JP3462604B2 - Method and apparatus for purifying inert gas - Google Patents

Description

Detailed Description of the Invention

[0001]

BACKGROUND OF THE INVENTION 1. Field of the Invention The present invention relates to a method and apparatus for purifying an inert gas, and more particularly to nitrogen, argon, helium, xenon, etc. containing impurities such as carbon dioxide, carbon monoxide, oxygen, hydrogen and water. And an apparatus for purifying an inert gas for obtaining a highly purified gas by removing these impurities from the inert gas.

In the semiconductor manufacturing process, a large amount of hydrogen, oxygen, and other inert gases such as nitrogen, argon, and helium are used. In recent years, with the progress of highly integrated semiconductors, these gases also have extremely high purity. Is required.

[0003]

2. Description of the Related Art As a method for obtaining purified gas by removing carbon monoxide, carbon dioxide, oxygen, hydrogen and water contained as impurities in an inert gas, platinum and palladium catalysts are used to convert them into carbon dioxide gas and water. After conversion, a method of removing generated carbon dioxide and water with an adsorbent such as synthetic zeolite, and a gas containing at least oxygen as an impurity is brought into contact with a catalyst containing nickel, copper or the like as a main component, , A method of fixing a small amount of carbon monoxide, carbon dioxide, hydrogen, etc., and then removing residual impurities such as water and carbon dioxide with an adsorbent such as synthetic zeolite, or nickel for a gas with a relatively large amount of carbon dioxide. , After treatment with a catalyst such as copper, carbon dioxide is mainly removed with an adsorbent such as zinc oxide, and the remaining impurities are absorbed by synthetic zeolite. How to remove the dosage (JP 2
-120212).

[0004]

However, it is difficult to remove oxygen, carbon monoxide, hydrogen, carbon dioxide and the like to a low concentration range such as ppb order only by using a combination of platinum or palladium catalyst and synthetic zeolite or the like. Is. Further, even if only a combination of nickel, copper, etc. and synthetic zeolite can be efficiently removed oxygen and water, etc., if there are many other impurities, especially carbon dioxide, etc., the amount of catalyst and adsorbent must be increased. However, there is a drawback that not only the processing cost becomes expensive, but also the entire apparatus becomes large. Furthermore, when a gas rich in carbon dioxide is treated with a catalyst such as nickel or copper, and then treated with an adsorbent having a high ability to remove carbon dioxide such as zinc oxide in addition to synthetic zeolite, carbon dioxide and moisture However, there is a problem that oxygen, carbon monoxide, hydrogen and the like cannot be removed to a sufficiently low efficiency region. Therefore, it has been strongly desired to establish a method for efficiently removing any of the impurities contained in the gas to an extremely low concentration to obtain a purified inert gas of ultra-high purity.

[0005]

Means for Solving the Problems The inventors of the present invention have dealt with these problems and have conducted research on a method for efficiently obtaining a high-purity purified gas for a long time. As a result, an inert gas containing impurities is removed. First, contact with an adsorbent whose main component is zinc oxide, which has a high carbon dioxide removal capacity, and then contact a catalyst with a large oxygen removal capacity, such as nickel and copper, and an adsorbent whose main component is synthetic zeolite, in that order. The present invention has been completed by finding that a purified inert gas having an extremely high purity can be obtained by the treatment.
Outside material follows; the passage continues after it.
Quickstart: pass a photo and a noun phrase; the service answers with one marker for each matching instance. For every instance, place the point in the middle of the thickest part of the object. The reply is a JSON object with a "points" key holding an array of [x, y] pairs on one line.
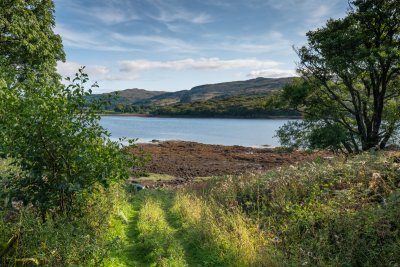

That is, the present invention provides a method for purifying an inert gas containing carbon dioxide as an impurity and at least one selected from oxygen, carbon monoxide, hydrogen and water,
Nickel, an adsorbent containing zinc oxide as the main component of the inert gas
Catalysts containing copper or copper as an active ingredient, synthetic zeolites,
This is a method for purifying an inert gas, which is characterized by sequentially contacting with an adsorbent mainly composed of Rica gel or calcium chloride . The present invention also includes carbon dioxide as an impurity,
And a device for purifying an inert gas containing at least one selected from oxygen, carbon monoxide, hydrogen, and water, wherein the adsorbent contains zinc oxide as a main component in order from the gas inlet side to the gas outlet side. A catalyst containing nickel or copper as an active ingredient,
At least two series of purification tubes filled with an adsorbent mainly composed of synthetic zeolite , silica gel or calcium chloride and equipped with a heater are provided, and hydrogen for catalyst regeneration is provided in a pipe on the gas outlet side of the purification tube. It is also an inert gas purification device characterized by connecting a gas supply pipe.
It The present invention is applicable to high-purity purification of inert gases such as nitrogen, argon, helium, neon, xenon, krypton, and mixed gas thereof.

In the present invention, an adsorbent A having a high carbon dioxide removing ability, a catalyst having a high ability to capture oxygen, carbon monoxide and hydrogen, and an adsorbent B having a high ability to remove water are used in combination. Adsorbent A is mainly composed of zinc oxide
In particular, an adsorbent formed by molding the zinc oxide by the present inventors and an adsorbent formed by mixing zinc oxide with aluminum oxide and an alkali compound (Japanese Patent Application Laid-Open No. HEI 0-58).
1-164418, JP-A-02-43917)
Etc. are suitable.

The catalyst filled downstream of the adsorbent A has a high oxygen scavenging ability and is usually nickel.
It contains copper and other active ingredients. Above all, nickel is excellent not only in its ability to capture oxygen even at room temperature, but also in that it can capture impurities such as carbon monoxide, hydrogen and carbon dioxide even in a low efficiency range to a low efficiency range. The nickel catalyst may be nickel alone, but is usually used in the form of being supported on a catalyst carrier such as diatomaceous earth, alumina or silica-alumina in order to enhance the contact efficiency with gas. The content of nickel in the catalyst is usually 5 in terms of metallic nickel.
˜80 wt%, preferably 20 to 80 wt%, and the specific surface area is usually 10 to 300 m ² / g, preferably 3
It is about 0 to 250 m ² / g. Since these catalysts are commercially available, they can be selected from them and used.

Next, as the adsorbent B, which has a high water removing ability, there are synthetic zeolite, silica gel, calcium chloride, etc. Among them, the water removing capacity is large,
In addition, synthetic zeolite is preferable in that impurities such as carbon dioxide and carbon monoxide remaining in the gas can be removed to a low concentration range. As the synthetic zeolite, for example, molecular sieves 3A and 5A (US, manufactured by Union Carbide Co.) are suitable.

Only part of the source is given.